Proline-Glycine-Proline (PGP) and High Mobility Group Box Protein-1 (HMGB1): Potential Mediators of Cystic Fibrosis Airway Inflammation
Amit Gaggar*, 1, 2, 3, 4, 5, §, Steven M Rowe*, 1, 2, 3, 4, §, Hardision Matthew1, J. Edwin Blalock1, 2, 4
Identifiers and Pagination:Year: 2010
First Page: 32
Last Page: 38
Publisher ID: TORMJ-4-32
Article History:Received Date: 7/8/2009
Revision Received Date: 9/11/2009
Acceptance Date: 10/11/2009
Electronic publication date: 30/3/2010
Collection year: 2010
open-access license: This is an open access article licensed under the terms of the Creative Commons Attribution Non-Commercial License (http://creativecommons.org/licenses/by-nc/3.0/) which permits unrestricted, non-commercial use, distribution and reproduction in any medium, provided the work is properly cited.

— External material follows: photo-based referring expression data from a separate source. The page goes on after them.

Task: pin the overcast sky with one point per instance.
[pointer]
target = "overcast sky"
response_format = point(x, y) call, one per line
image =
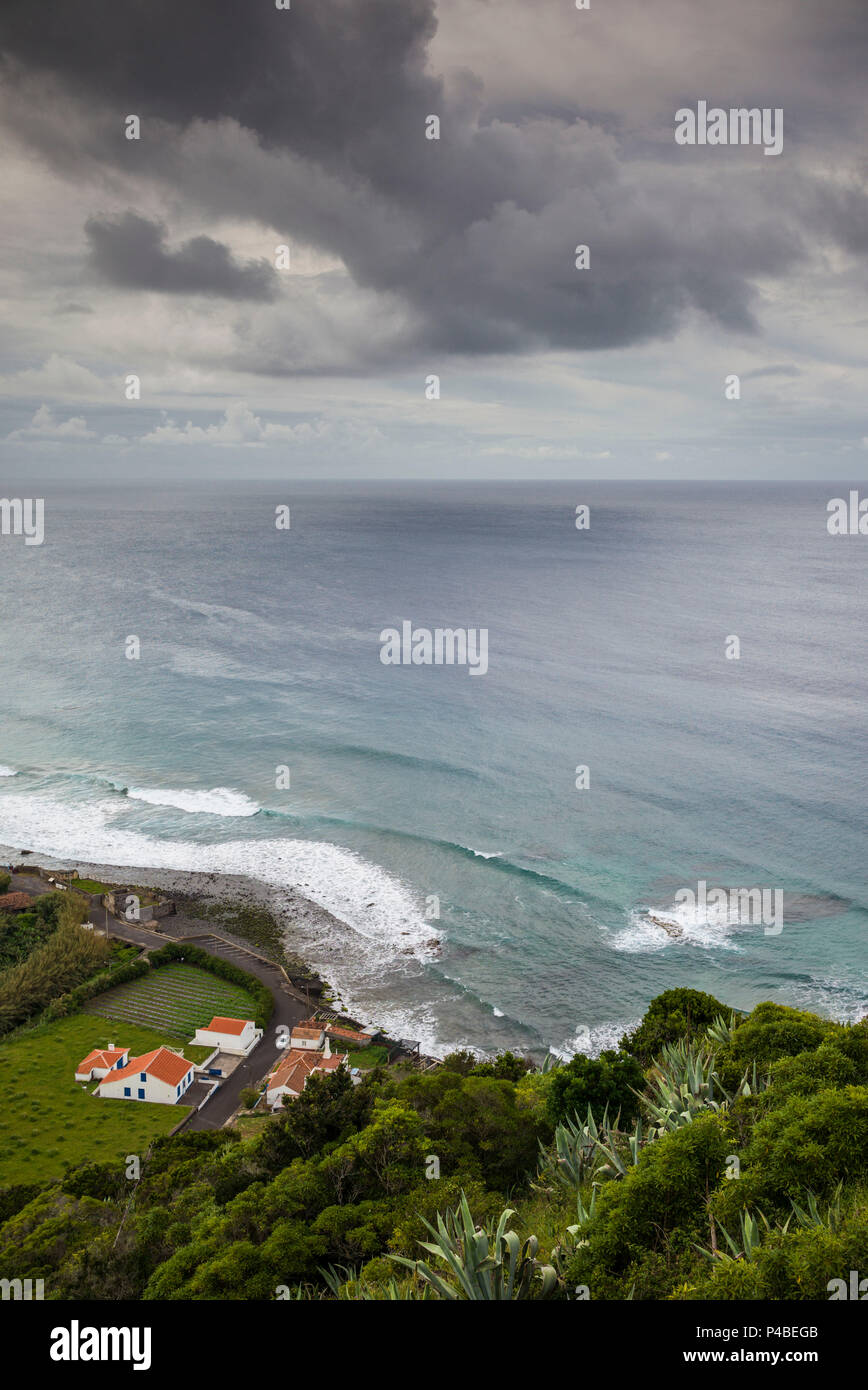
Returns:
point(412, 257)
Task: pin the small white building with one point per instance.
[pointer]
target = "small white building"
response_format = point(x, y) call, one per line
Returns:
point(238, 1036)
point(308, 1037)
point(160, 1076)
point(102, 1061)
point(291, 1073)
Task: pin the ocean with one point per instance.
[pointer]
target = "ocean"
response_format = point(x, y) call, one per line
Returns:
point(484, 900)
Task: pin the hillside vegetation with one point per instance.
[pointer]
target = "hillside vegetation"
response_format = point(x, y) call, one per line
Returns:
point(710, 1157)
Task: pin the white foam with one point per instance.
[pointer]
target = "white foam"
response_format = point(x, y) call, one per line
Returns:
point(384, 920)
point(682, 926)
point(219, 801)
point(591, 1041)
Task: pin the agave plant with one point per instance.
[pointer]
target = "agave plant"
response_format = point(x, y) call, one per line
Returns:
point(572, 1158)
point(344, 1283)
point(481, 1264)
point(682, 1083)
point(719, 1033)
point(749, 1240)
point(614, 1154)
point(811, 1216)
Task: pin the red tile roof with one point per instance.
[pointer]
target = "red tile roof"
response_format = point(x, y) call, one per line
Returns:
point(227, 1025)
point(105, 1057)
point(163, 1064)
point(294, 1069)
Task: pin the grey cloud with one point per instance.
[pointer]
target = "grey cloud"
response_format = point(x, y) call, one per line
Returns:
point(312, 120)
point(131, 252)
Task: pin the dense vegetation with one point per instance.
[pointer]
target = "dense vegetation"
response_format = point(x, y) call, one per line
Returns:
point(742, 1172)
point(46, 954)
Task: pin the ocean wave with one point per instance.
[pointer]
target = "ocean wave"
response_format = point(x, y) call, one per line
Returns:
point(654, 929)
point(383, 919)
point(593, 1040)
point(219, 801)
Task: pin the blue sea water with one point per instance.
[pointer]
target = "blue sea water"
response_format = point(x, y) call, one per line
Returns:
point(260, 648)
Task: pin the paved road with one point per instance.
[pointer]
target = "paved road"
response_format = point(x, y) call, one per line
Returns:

Cystic fibrosis (CF) is chronic lung disease characterized by an unrelenting neutrophil-predominant airway inflammatory response. This inflammation leads to extracellular matrix (ECM) remodeling and eventually to the development of bronchiectasis. While many components of the immune response in CF have been well-characterized, recent data suggests that small molecules may play an important and underappreciated role in this inflammation. This review will examine two novel molecules: proline-glycine-proline (PGP) and high mobility group box protein-1 (HMGB1), and their potential impact in CF lung disease. This review will provide a brief overview of CF lung disease and background on both HMGB1 and PGP. It will then focus on these molecules in a murine model of CF-like airway disease and in human biological specimens from CF individuals. Finally, this manuscript will address possible mechanisms for therapeutic targeting of these bioactive mediators.